We used to slap in the GBE for celestial objects for creation and destruction of them.

Can you cite the source for your new method?

@Jasonsith That is one of my oldest calculations, the source of the formula is me. But for this formula i applied Newton's Gravitational Laws to get it. I'm not going to lie, it was one of my oldest calculations about physics (I got a bit rusty since then but i'm getting into those calculations again). And i contrasted with Wikipedia's Energy Order of Magnitude and other science calculations for this energy for the Sun and Earth. I just remember what i used and the result, cause it is a long trench of calculations. In case you want to assure is mine i can show you i can integrate alone by showing you my last calculation for returning to my prior self in calculations:

This is my formula for getting the volume of a piece of sphere. This can be helpulfull for the calculation's group, so your team can keep it if want it:

 

[DontTalkDT]

To quote you:

L) CREATE, CONTRAST, USE AND EXPLAIN THE FORMULAS

- If you do this it will be easier for them to understand you and you will be able to calculate new things in the future.

- Avoid mistakes that make people not believe that what you are doing is real.

EX: I put a result that is correct but I don't explain how I got there. Social truthfulness? 0% surely.

 

[Kudekuba]

To quote you:

@DontTalkDT Okey, i will do it in my blog my formula of sphere calculus. Just for you to see.

 

[Kudekuba]

To quote you:

Here it is, cause you wanted proofs... Just in my blog poster just made for you to set aside your distrust:

Piece of Sphere Volume Demostration Blog

Just compare with the H = R and h = 0 for get the volume of half an sphere ( 2/3 * PI * R^3)

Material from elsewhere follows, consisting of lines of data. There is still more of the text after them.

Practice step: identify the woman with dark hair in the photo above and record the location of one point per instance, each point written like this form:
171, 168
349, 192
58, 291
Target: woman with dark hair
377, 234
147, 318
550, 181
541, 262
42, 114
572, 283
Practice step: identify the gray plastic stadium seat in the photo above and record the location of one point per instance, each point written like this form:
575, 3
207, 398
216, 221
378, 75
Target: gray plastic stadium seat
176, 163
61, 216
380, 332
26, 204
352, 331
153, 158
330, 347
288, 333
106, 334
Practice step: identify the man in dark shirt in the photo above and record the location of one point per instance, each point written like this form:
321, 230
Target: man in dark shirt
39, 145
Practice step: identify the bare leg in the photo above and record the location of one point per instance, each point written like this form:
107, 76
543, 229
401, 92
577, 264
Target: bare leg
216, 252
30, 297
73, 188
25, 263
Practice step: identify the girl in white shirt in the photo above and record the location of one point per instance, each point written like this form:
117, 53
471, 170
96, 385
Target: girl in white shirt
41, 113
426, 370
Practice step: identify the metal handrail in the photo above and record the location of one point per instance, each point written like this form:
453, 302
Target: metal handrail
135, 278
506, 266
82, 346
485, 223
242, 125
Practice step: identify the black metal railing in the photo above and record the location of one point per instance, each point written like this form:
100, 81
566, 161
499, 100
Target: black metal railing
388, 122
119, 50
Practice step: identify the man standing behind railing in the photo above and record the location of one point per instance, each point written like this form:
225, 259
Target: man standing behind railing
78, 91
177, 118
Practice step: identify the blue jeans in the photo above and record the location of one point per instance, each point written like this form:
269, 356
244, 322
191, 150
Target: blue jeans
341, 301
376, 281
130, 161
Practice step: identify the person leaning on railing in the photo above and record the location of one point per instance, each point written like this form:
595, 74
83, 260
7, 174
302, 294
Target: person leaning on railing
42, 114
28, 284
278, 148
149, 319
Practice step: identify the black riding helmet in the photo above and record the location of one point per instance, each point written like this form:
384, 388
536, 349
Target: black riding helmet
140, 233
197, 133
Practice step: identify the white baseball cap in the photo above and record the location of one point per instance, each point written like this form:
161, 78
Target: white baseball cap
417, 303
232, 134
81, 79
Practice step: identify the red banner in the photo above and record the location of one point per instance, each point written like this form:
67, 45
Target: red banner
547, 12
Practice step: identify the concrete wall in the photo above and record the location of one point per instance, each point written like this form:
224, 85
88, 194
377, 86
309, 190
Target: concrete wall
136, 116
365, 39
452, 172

I made it just for you just compare timings...

 

[Kudekuba]

@DontTalkDT , @Jasonsith , @KLOL506, @Dark-Carioca and @Antvasima sorry for the ping, i will post this night an updated version of the formula and it will have it's demostration at my VSBattle Wiki Blog. Just to ensure that i can do that kind of calculations and that can be calculated properly the binding energy of a planet or another spherical celestial body.

 

[Kudekuba]

Okey, i will finish it tomorrow. I got in my blog a lot done by now, you can check it out for the moment:

Under Construction: Demostration of GBE of an spherical celestial Body

 

[Antvasima]

@Dark-Carioca @Jasonsith @KLOL506 @DontTalkDT

What do you think?

 

[Kudekuba]

Finally i ended the demostration, now the results are in my VSBattle Wiki Blog:

Demostration of GBE of an spherical celestial Body

Minimum Energy then is:

E = ( 3 x G x M x M ) / ( 5 x R ) --> Assumes density is constant among the celestial body (Minimum energy)

NOTE:

The maximum was wrong, it is not ( 99 x G x M x M ) / ( 125 x R ) is infinite in "n=2,5".

 

[Kudekuba]

@Dark-Carioca @Jasonsith @KLOL506 and @DontTalkDT ¿What do you think? =)

 

[Kudekuba]

@Antvasima @Dark-Carioca @Jasonsith @KLOL506 and @DontTalkDT

Well, it's been 24h hours with no answer from no-one besides Antvasima question, i guess i can start to believe that silence is some sort of answer. Thanks for your time and sorry for bothering you with showing proofs about the formula being right and additionally about i have the calculation level to prove it. I was planning to share formulas and demostrations with others, but seems it will end in a dead end. Thanks for your time and sorry if you are busy. I will keep my formulas and help just for me and my VSBattle wiki blog until someone could appreciate them without distrusting me even tho i proved they can be helpfull and proven matematically.

Note: Is sad, i was expecting to help the calculation group but if this goes this way i can't do much for help.

Have a nice day and a cordial salute.